From Boris Johnson, London SW1Q. Often I have to travel a long way to make speeches on behalf of a great political party and return late at night by train. In my exhausted state I sometimes can’t help falling asleep with my mouth open, thus risking votes in key marginals. What can I do to spare my fellow passengers this unpleasant sight? Is there a form of dental adhesive available to keep my upper and lower jaws decorously clenched?
A. I have consulted my dentist, who informs me that a set of adult-sized removable dental plates, as worn by young children trying to correct mal-aligned jaws, could be knocked up for you. The lower plate locks on to the lower jaw and the upper plate to the upper jaw. Linking elastic bands breed a resistance in the jaw to dropping open. You could carry the bespoke devices with you so as to be prepared at all times. Alternatively why not purchase one of those widely available blow-up travel pillows as worn by nerds on aeroplanes? Wear this back to front and it will keep your jaw firmly shut. But I should not worry. Part of your appeal is that you are not conventionally attractive.

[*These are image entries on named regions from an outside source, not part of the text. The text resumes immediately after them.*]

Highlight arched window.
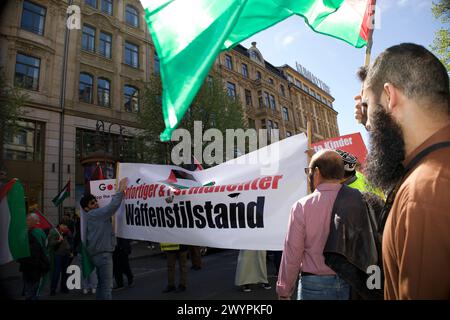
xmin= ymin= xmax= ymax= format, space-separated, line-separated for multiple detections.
xmin=79 ymin=72 xmax=94 ymax=103
xmin=123 ymin=85 xmax=139 ymax=112
xmin=97 ymin=78 xmax=111 ymax=107
xmin=125 ymin=5 xmax=139 ymax=28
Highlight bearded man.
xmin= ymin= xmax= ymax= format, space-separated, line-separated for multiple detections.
xmin=355 ymin=43 xmax=450 ymax=299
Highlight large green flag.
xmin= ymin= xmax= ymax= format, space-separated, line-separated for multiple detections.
xmin=141 ymin=0 xmax=374 ymax=141
xmin=0 ymin=179 xmax=30 ymax=265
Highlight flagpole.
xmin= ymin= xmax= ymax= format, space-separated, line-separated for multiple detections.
xmin=364 ymin=0 xmax=377 ymax=68
xmin=361 ymin=0 xmax=377 ymax=126
xmin=306 ymin=120 xmax=312 ymax=194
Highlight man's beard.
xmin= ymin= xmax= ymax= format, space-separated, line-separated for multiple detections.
xmin=364 ymin=104 xmax=405 ymax=192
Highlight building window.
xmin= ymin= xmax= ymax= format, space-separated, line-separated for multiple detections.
xmin=14 ymin=53 xmax=41 ymax=91
xmin=125 ymin=41 xmax=139 ymax=68
xmin=245 ymin=89 xmax=253 ymax=106
xmin=125 ymin=5 xmax=139 ymax=28
xmin=206 ymin=75 xmax=213 ymax=89
xmin=280 ymin=84 xmax=286 ymax=97
xmin=20 ymin=1 xmax=47 ymax=36
xmin=81 ymin=25 xmax=95 ymax=52
xmin=225 ymin=54 xmax=233 ymax=70
xmin=227 ymin=82 xmax=236 ymax=98
xmin=153 ymin=51 xmax=160 ymax=74
xmin=102 ymin=0 xmax=113 ymax=16
xmin=283 ymin=107 xmax=289 ymax=121
xmin=100 ymin=31 xmax=112 ymax=59
xmin=4 ymin=120 xmax=44 ymax=162
xmin=97 ymin=78 xmax=111 ymax=107
xmin=242 ymin=63 xmax=248 ymax=78
xmin=79 ymin=72 xmax=94 ymax=103
xmin=84 ymin=0 xmax=97 ymax=9
xmin=267 ymin=120 xmax=274 ymax=136
xmin=264 ymin=91 xmax=270 ymax=108
xmin=269 ymin=94 xmax=277 ymax=110
xmin=123 ymin=86 xmax=139 ymax=112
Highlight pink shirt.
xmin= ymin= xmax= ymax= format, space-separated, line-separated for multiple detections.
xmin=277 ymin=183 xmax=341 ymax=297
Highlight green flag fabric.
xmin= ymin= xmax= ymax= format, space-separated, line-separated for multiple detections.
xmin=141 ymin=0 xmax=375 ymax=141
xmin=0 ymin=179 xmax=30 ymax=265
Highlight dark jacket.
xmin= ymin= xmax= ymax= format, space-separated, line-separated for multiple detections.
xmin=84 ymin=192 xmax=124 ymax=256
xmin=324 ymin=185 xmax=383 ymax=299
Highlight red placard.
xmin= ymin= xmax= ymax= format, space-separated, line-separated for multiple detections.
xmin=311 ymin=132 xmax=367 ymax=165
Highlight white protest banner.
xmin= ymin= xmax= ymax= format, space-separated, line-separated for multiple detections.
xmin=116 ymin=134 xmax=307 ymax=250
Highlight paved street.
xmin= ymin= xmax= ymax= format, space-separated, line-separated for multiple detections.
xmin=0 ymin=242 xmax=284 ymax=300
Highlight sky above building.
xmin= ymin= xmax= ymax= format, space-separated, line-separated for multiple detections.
xmin=241 ymin=0 xmax=449 ymax=145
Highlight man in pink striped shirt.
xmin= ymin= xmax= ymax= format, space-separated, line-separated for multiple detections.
xmin=277 ymin=150 xmax=350 ymax=300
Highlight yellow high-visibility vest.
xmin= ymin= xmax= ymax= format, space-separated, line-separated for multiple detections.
xmin=159 ymin=243 xmax=180 ymax=251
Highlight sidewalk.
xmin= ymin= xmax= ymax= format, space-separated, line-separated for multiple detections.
xmin=0 ymin=240 xmax=162 ymax=294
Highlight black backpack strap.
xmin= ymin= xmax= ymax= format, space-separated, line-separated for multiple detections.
xmin=378 ymin=141 xmax=450 ymax=234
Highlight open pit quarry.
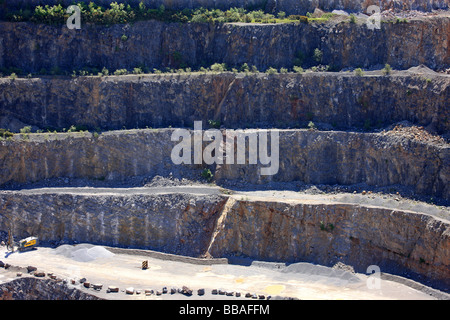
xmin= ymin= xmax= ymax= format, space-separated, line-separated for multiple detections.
xmin=0 ymin=0 xmax=450 ymax=301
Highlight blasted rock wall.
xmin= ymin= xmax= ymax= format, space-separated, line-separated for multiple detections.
xmin=0 ymin=72 xmax=450 ymax=133
xmin=210 ymin=200 xmax=450 ymax=290
xmin=0 ymin=129 xmax=450 ymax=199
xmin=4 ymin=0 xmax=449 ymax=15
xmin=0 ymin=192 xmax=226 ymax=257
xmin=0 ymin=17 xmax=450 ymax=73
xmin=0 ymin=191 xmax=450 ymax=290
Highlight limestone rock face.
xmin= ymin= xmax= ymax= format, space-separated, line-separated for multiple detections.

From Rowley Leigh, Kensington Place,
London W11Q. Although perfectly housetrained and with a charming wife, because I am a chef of minor distinction it seems impossible for anyone ever to invite us out to dinner for fear of not coming up to my high standards. However much I assure people that I am perfectly happy with a tin of baked beans and a bottle of Algerian red, invitations still do not seem forthcoming. Is there anything I can do in the interests of my wife’s social life?
A. The threat of your presence at the dining tables of the insecure is far worse than the reality. Get your foot in the door of the friends you wish to target by claiming to have over-catered for a charity event with some extremely simple-to-cook dish. (I understand that each year you knock up some child-friendly hamburgers, veggie burgers and fishburgers as a charitable act for the local Fox School fete.) Can you drop them off at this friend’s house and then come along later and tuck into them? As you consume whichever pudding course or starter they have arranged for you, groan with pleasure as you ram home the point that any food you haven’t had to think about or cook for yourself always tastes absolutely delicious.
From Patrick Leigh Fermor, GreeceQ. I have often wondered what happened to the marvellous ships’ chandlers Captain O.M. Watts, which used to be in Dover Street? Can you help me, Mary?
A. There was a wonderful sale in the shop a couple of years ago, after which it closed down — no doubt for the usual reasons. Proper admiralty charts were sold at a fraction of their true worth. Now people get their chandlery, ropes, beacons, flares, shackles and all the bits that go on boats from catalogues. Jimmy Green, whose advertisements appear in most yachting mags, is one catalogue whose contents are favoured by a sea-going person of my acquaintance.